À l’approche des fêtes de Noël, de nombreux parents d’élèves des écoles primaires privées au Bénin expriment leur malaise face aux charges financières qui accompagnent les célébrations de fin d’année. Entre frais de participation, contributions diverses et cadeaux imposés, la période festive devient pour certains foyers un véritable casse-tête budgétaire.

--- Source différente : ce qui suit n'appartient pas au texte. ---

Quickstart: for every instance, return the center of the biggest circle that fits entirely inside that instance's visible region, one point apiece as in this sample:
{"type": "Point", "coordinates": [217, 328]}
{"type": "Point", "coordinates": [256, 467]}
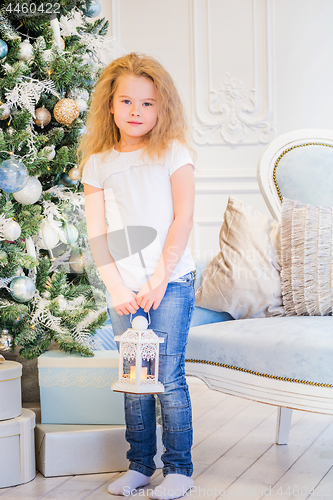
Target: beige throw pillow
{"type": "Point", "coordinates": [244, 277]}
{"type": "Point", "coordinates": [307, 273]}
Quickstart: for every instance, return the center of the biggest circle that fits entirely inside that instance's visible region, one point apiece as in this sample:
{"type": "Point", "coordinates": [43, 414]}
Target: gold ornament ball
{"type": "Point", "coordinates": [74, 174]}
{"type": "Point", "coordinates": [43, 117]}
{"type": "Point", "coordinates": [66, 111]}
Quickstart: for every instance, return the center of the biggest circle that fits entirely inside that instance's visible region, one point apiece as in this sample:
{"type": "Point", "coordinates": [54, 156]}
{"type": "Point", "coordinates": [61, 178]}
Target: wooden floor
{"type": "Point", "coordinates": [234, 456]}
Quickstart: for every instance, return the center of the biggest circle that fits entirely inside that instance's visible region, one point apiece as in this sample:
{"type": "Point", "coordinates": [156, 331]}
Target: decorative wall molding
{"type": "Point", "coordinates": [227, 110]}
{"type": "Point", "coordinates": [234, 182]}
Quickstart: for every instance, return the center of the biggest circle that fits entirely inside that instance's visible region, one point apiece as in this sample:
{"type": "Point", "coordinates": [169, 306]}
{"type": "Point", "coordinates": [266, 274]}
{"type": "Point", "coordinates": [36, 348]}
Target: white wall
{"type": "Point", "coordinates": [247, 70]}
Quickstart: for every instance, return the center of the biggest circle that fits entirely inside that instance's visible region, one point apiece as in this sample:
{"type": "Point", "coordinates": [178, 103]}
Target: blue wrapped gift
{"type": "Point", "coordinates": [77, 390]}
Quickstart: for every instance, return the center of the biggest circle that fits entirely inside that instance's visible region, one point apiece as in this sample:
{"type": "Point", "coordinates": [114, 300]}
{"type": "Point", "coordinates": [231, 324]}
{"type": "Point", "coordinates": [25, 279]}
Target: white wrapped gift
{"type": "Point", "coordinates": [77, 390]}
{"type": "Point", "coordinates": [10, 389]}
{"type": "Point", "coordinates": [63, 450]}
{"type": "Point", "coordinates": [17, 450]}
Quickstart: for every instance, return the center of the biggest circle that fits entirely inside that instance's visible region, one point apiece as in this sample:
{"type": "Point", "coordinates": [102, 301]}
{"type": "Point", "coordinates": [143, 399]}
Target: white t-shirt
{"type": "Point", "coordinates": [139, 209]}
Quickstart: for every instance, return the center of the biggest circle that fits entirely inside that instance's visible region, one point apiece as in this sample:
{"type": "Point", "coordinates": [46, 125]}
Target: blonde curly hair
{"type": "Point", "coordinates": [102, 133]}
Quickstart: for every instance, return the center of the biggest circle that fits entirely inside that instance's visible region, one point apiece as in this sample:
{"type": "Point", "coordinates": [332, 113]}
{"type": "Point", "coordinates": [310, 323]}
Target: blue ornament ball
{"type": "Point", "coordinates": [93, 8]}
{"type": "Point", "coordinates": [13, 175]}
{"type": "Point", "coordinates": [66, 180]}
{"type": "Point", "coordinates": [22, 289]}
{"type": "Point", "coordinates": [3, 49]}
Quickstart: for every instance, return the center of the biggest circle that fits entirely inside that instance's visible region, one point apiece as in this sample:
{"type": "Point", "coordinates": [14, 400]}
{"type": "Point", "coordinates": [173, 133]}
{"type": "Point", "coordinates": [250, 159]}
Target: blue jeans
{"type": "Point", "coordinates": [171, 320]}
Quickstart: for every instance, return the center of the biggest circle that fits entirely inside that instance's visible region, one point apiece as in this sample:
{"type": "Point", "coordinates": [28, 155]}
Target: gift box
{"type": "Point", "coordinates": [77, 390]}
{"type": "Point", "coordinates": [17, 450]}
{"type": "Point", "coordinates": [10, 389]}
{"type": "Point", "coordinates": [63, 450]}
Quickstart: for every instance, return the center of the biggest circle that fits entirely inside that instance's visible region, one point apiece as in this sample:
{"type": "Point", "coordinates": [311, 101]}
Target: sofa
{"type": "Point", "coordinates": [283, 360]}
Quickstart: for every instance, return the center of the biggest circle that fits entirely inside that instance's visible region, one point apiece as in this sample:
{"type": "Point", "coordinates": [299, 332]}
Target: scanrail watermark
{"type": "Point", "coordinates": [235, 492]}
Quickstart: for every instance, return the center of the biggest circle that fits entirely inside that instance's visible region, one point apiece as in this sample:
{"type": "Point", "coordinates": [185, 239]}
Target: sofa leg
{"type": "Point", "coordinates": [283, 425]}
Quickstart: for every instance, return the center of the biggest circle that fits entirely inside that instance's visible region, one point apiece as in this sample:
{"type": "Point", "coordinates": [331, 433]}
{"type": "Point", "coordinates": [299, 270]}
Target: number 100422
{"type": "Point", "coordinates": [32, 9]}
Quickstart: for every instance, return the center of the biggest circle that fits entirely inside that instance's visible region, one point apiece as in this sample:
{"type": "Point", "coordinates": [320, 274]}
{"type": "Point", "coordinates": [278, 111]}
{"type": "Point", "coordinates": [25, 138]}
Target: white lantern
{"type": "Point", "coordinates": [139, 359]}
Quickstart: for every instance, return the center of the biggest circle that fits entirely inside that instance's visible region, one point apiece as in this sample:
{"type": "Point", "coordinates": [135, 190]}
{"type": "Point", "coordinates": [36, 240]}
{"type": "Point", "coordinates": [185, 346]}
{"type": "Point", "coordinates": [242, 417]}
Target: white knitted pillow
{"type": "Point", "coordinates": [243, 279]}
{"type": "Point", "coordinates": [307, 267]}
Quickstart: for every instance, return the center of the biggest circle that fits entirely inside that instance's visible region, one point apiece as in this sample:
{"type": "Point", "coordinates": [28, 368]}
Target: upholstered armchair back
{"type": "Point", "coordinates": [299, 167]}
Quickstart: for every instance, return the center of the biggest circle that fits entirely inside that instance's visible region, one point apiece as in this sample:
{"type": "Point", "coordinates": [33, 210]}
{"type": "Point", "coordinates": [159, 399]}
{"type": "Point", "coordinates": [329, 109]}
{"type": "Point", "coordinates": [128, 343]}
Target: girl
{"type": "Point", "coordinates": [139, 176]}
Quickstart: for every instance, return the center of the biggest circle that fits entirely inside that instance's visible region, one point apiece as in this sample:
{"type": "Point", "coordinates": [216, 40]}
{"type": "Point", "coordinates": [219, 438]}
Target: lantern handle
{"type": "Point", "coordinates": [149, 320]}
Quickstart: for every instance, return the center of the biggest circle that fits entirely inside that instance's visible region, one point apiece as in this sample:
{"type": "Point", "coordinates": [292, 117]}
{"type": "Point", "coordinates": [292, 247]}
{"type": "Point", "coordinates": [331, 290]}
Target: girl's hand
{"type": "Point", "coordinates": [123, 300]}
{"type": "Point", "coordinates": [152, 293]}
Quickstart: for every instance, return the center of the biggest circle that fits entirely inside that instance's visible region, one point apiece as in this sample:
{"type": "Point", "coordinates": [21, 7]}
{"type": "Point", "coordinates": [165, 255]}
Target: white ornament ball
{"type": "Point", "coordinates": [81, 104]}
{"type": "Point", "coordinates": [62, 302]}
{"type": "Point", "coordinates": [22, 288]}
{"type": "Point", "coordinates": [47, 55]}
{"type": "Point", "coordinates": [70, 234]}
{"type": "Point", "coordinates": [4, 111]}
{"type": "Point", "coordinates": [62, 43]}
{"type": "Point", "coordinates": [79, 94]}
{"type": "Point", "coordinates": [139, 323]}
{"type": "Point", "coordinates": [11, 230]}
{"type": "Point", "coordinates": [48, 237]}
{"type": "Point", "coordinates": [77, 262]}
{"type": "Point", "coordinates": [43, 117]}
{"type": "Point", "coordinates": [26, 51]}
{"type": "Point", "coordinates": [30, 193]}
{"type": "Point", "coordinates": [31, 250]}
{"type": "Point", "coordinates": [74, 174]}
{"type": "Point", "coordinates": [49, 152]}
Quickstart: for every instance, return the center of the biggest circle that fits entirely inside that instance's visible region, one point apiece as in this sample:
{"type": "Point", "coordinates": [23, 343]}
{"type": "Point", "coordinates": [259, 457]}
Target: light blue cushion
{"type": "Point", "coordinates": [298, 348]}
{"type": "Point", "coordinates": [202, 316]}
{"type": "Point", "coordinates": [306, 174]}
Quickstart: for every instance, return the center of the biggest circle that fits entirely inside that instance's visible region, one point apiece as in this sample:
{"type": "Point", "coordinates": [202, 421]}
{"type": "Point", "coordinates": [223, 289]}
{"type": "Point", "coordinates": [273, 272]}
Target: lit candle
{"type": "Point", "coordinates": [143, 374]}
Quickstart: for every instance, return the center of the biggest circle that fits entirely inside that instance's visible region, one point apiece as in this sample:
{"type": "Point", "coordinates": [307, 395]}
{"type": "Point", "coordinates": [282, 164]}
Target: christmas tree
{"type": "Point", "coordinates": [49, 62]}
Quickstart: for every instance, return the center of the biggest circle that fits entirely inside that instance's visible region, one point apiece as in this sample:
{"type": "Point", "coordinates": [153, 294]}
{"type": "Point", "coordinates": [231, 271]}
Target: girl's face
{"type": "Point", "coordinates": [134, 106]}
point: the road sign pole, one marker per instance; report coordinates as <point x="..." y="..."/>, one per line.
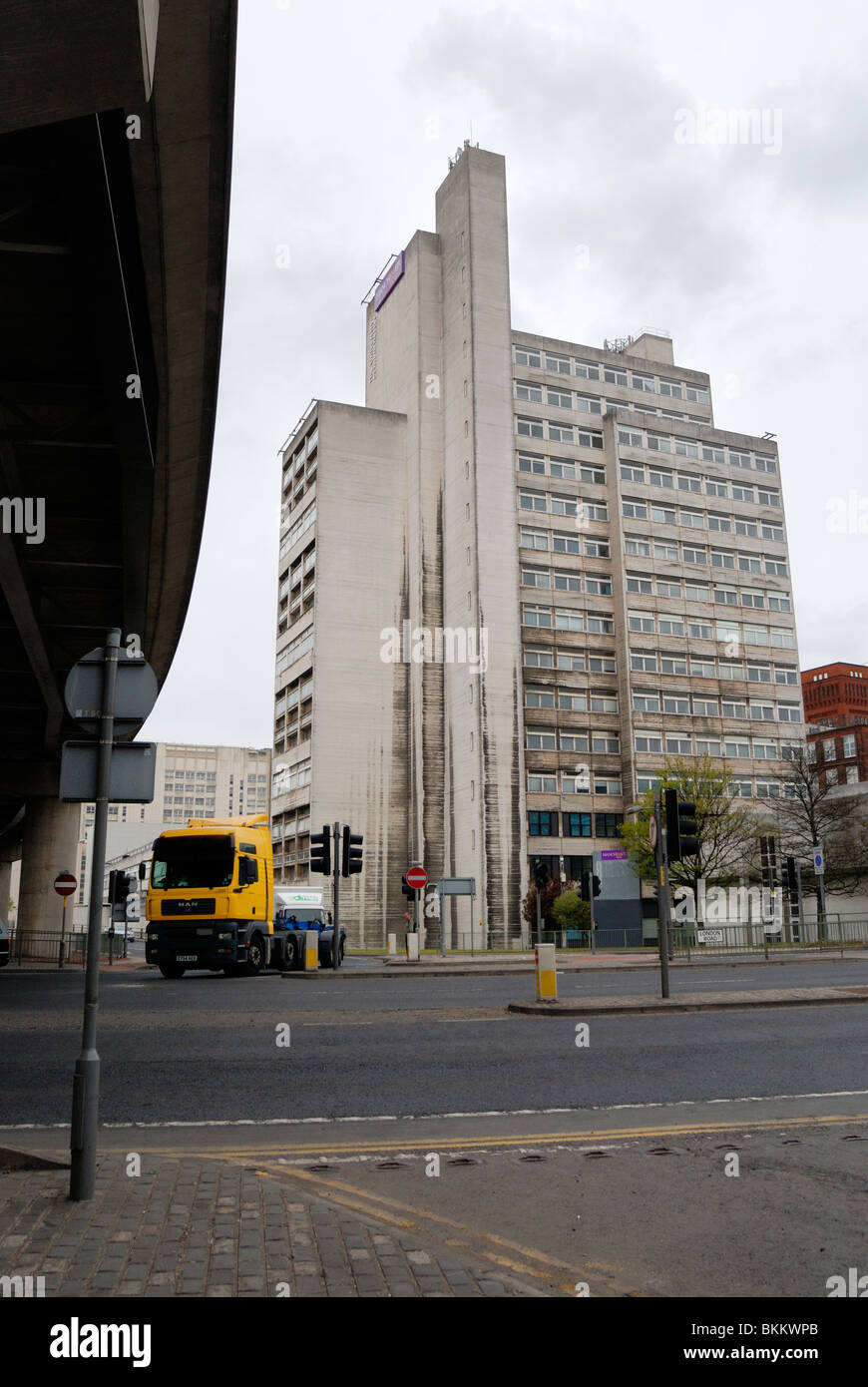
<point x="86" y="1080"/>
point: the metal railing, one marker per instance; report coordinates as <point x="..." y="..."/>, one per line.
<point x="46" y="948"/>
<point x="758" y="939"/>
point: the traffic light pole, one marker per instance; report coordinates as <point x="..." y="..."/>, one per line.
<point x="86" y="1078"/>
<point x="663" y="899"/>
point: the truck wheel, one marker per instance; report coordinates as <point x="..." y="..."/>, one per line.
<point x="255" y="956"/>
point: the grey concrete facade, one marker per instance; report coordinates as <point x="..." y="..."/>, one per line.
<point x="586" y="573"/>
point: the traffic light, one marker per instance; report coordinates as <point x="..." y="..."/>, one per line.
<point x="351" y="856"/>
<point x="117" y="888"/>
<point x="681" y="828"/>
<point x="320" y="852"/>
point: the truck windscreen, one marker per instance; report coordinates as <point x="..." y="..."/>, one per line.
<point x="193" y="861"/>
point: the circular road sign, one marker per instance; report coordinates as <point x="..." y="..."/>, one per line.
<point x="64" y="884"/>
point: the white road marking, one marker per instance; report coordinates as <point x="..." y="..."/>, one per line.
<point x="440" y="1117"/>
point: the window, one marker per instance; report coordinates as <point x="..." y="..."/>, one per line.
<point x="559" y="363"/>
<point x="572" y="702"/>
<point x="543" y="822"/>
<point x="568" y="621"/>
<point x="641" y="548"/>
<point x="660" y="477"/>
<point x="573" y="740"/>
<point x="537" y="659"/>
<point x="534" y="539"/>
<point x="607" y="742"/>
<point x="527" y="356"/>
<point x="538" y="697"/>
<point x="561" y="468"/>
<point x="531" y="500"/>
<point x="651" y="742"/>
<point x="678" y="745"/>
<point x="633" y="438"/>
<point x="529" y="427"/>
<point x="738" y="749"/>
<point x="527" y="391"/>
<point x="688" y="483"/>
<point x="570" y="661"/>
<point x="541" y="784"/>
<point x="675" y="704"/>
<point x="576" y="825"/>
<point x="607" y="825"/>
<point x="541" y="739"/>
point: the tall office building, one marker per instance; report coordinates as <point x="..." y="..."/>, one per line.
<point x="512" y="584"/>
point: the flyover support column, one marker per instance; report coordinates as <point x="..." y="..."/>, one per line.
<point x="50" y="845"/>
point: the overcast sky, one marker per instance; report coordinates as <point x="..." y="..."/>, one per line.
<point x="345" y="117"/>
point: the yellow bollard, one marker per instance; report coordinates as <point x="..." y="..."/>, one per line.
<point x="547" y="978"/>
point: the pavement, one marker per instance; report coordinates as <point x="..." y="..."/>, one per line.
<point x="196" y="1226"/>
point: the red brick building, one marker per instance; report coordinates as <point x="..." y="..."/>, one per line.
<point x="836" y="703"/>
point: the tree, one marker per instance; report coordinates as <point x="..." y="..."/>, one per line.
<point x="808" y="813"/>
<point x="726" y="827"/>
<point x="570" y="911"/>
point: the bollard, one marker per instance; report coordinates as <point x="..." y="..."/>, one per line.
<point x="311" y="950"/>
<point x="547" y="978"/>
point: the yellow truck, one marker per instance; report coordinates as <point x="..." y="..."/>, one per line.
<point x="211" y="903"/>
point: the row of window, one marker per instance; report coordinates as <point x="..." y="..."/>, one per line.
<point x="696" y="483"/>
<point x="555" y="619"/>
<point x="548" y="502"/>
<point x="566" y="582"/>
<point x="563" y="541"/>
<point x="544" y="822"/>
<point x="559" y="433"/>
<point x="651" y="700"/>
<point x="731" y="633"/>
<point x="689" y="448"/>
<point x="651" y="662"/>
<point x="613" y="374"/>
<point x="540" y="465"/>
<point x="634" y="508"/>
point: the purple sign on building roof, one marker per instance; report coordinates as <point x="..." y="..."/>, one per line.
<point x="388" y="281"/>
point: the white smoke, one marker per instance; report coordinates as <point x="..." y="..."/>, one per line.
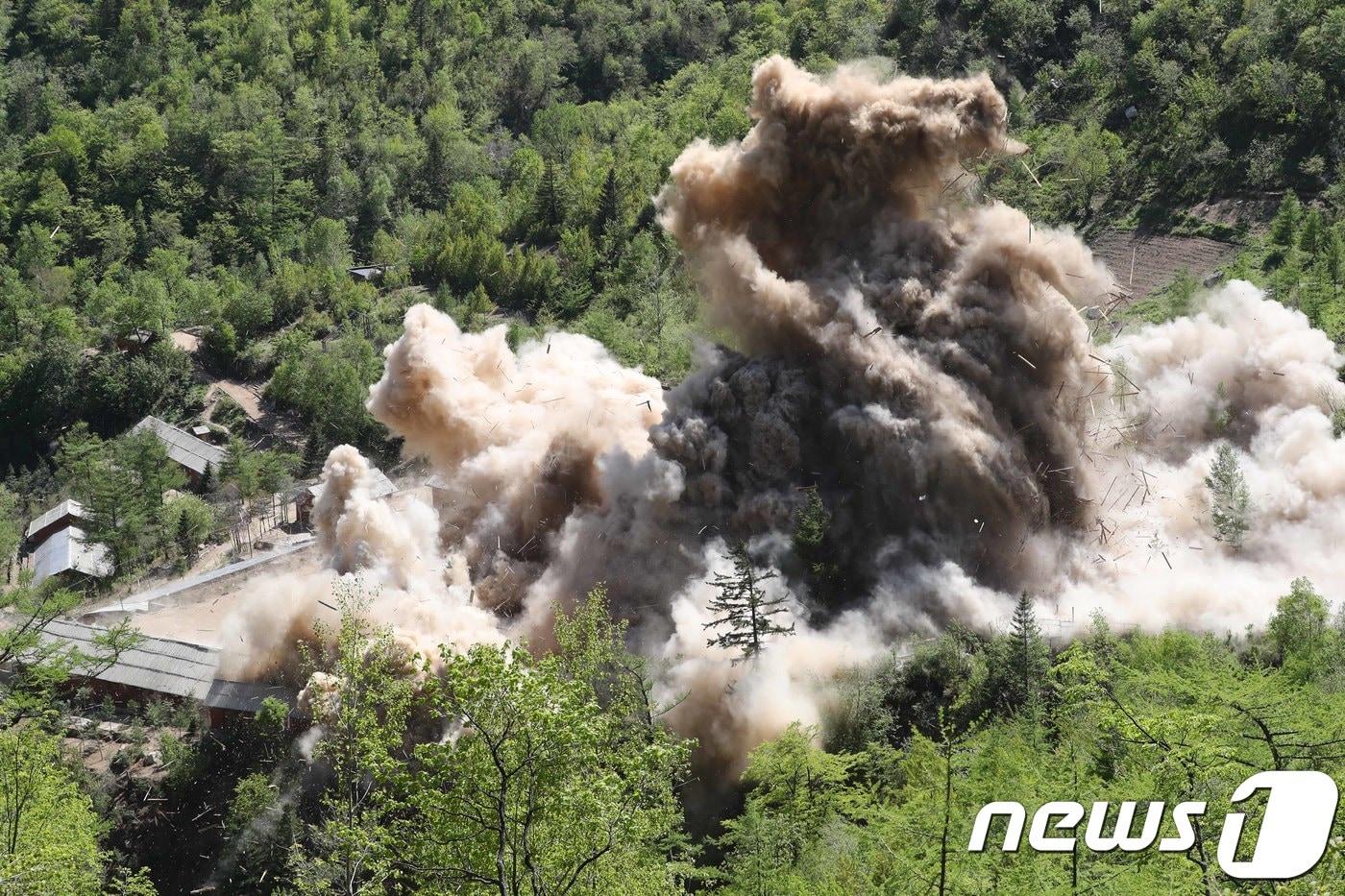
<point x="917" y="359"/>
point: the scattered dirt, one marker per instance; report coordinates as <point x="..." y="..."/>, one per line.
<point x="246" y="396"/>
<point x="1145" y="264"/>
<point x="1251" y="211"/>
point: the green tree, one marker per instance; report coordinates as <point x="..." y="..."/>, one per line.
<point x="1230" y="500"/>
<point x="49" y="831"/>
<point x="1301" y="634"/>
<point x="744" y="615"/>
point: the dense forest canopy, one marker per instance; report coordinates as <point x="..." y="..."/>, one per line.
<point x="218" y="168"/>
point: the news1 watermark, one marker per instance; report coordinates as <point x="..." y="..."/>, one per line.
<point x="1297" y="824"/>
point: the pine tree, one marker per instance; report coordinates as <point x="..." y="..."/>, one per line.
<point x="1029" y="658"/>
<point x="313" y="455"/>
<point x="1311" y="237"/>
<point x="185" y="539"/>
<point x="743" y="611"/>
<point x="1230" y="502"/>
<point x="608" y="206"/>
<point x="549" y="207"/>
<point x="810" y="532"/>
<point x="1284" y="228"/>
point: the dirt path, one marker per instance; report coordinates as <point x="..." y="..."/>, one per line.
<point x="1145" y="264"/>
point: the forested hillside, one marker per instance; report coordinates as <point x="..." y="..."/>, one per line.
<point x="187" y="193"/>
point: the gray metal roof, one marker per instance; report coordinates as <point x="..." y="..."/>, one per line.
<point x="245" y="695"/>
<point x="69" y="549"/>
<point x="67" y="507"/>
<point x="183" y="448"/>
<point x="155" y="664"/>
<point x="380" y="487"/>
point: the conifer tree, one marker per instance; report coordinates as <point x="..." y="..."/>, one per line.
<point x="549" y="208"/>
<point x="744" y="615"/>
<point x="608" y="206"/>
<point x="1029" y="658"/>
<point x="1230" y="502"/>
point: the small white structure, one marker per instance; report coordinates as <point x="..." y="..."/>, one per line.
<point x="70" y="550"/>
<point x="60" y="545"/>
<point x="184" y="449"/>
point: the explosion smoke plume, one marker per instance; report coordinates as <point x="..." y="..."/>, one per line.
<point x="917" y="358"/>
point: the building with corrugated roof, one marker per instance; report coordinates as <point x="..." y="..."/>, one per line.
<point x="67" y="513"/>
<point x="70" y="550"/>
<point x="167" y="668"/>
<point x="58" y="545"/>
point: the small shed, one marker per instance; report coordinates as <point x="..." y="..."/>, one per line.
<point x="163" y="667"/>
<point x="70" y="550"/>
<point x="67" y="513"/>
<point x="184" y="449"/>
<point x="367" y="274"/>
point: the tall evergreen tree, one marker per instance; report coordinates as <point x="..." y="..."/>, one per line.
<point x="1230" y="500"/>
<point x="1029" y="657"/>
<point x="608" y="217"/>
<point x="549" y="207"/>
<point x="744" y="615"/>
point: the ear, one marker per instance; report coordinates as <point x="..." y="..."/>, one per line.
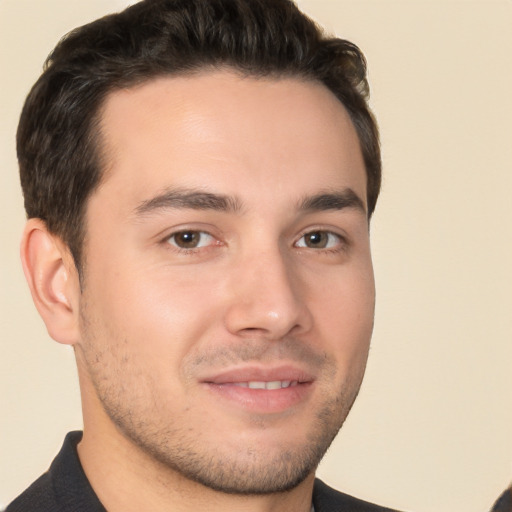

Si les responsables d’établissements justifient ces initiatives par la volonté d’offrir aux enfants un moment de joie et de partage, tous les parents ne partagent pas cet enthousiasme. Dans un contexte économique marqué par la cherté de la vie, plusieurs estiment que ces dépenses supplémentaires sont difficiles à supporter, surtout lorsqu’elles ne sont pas clairement expliquées à l’avance.
Des accusations de marchandisation de la fête
Chez certains parents, le mécontentement est plus marqué. Ils accusent certaines écoles de transformer la fête de Noël en une occasion de prélèvements excessifs, parfois perçus comme abusifs. Pour protester, quelques familles préfèrent retirer leurs enfants des activités festives, estimant que l’esprit de Noël ne devrait pas être conditionné par des contributions financières obligatoires.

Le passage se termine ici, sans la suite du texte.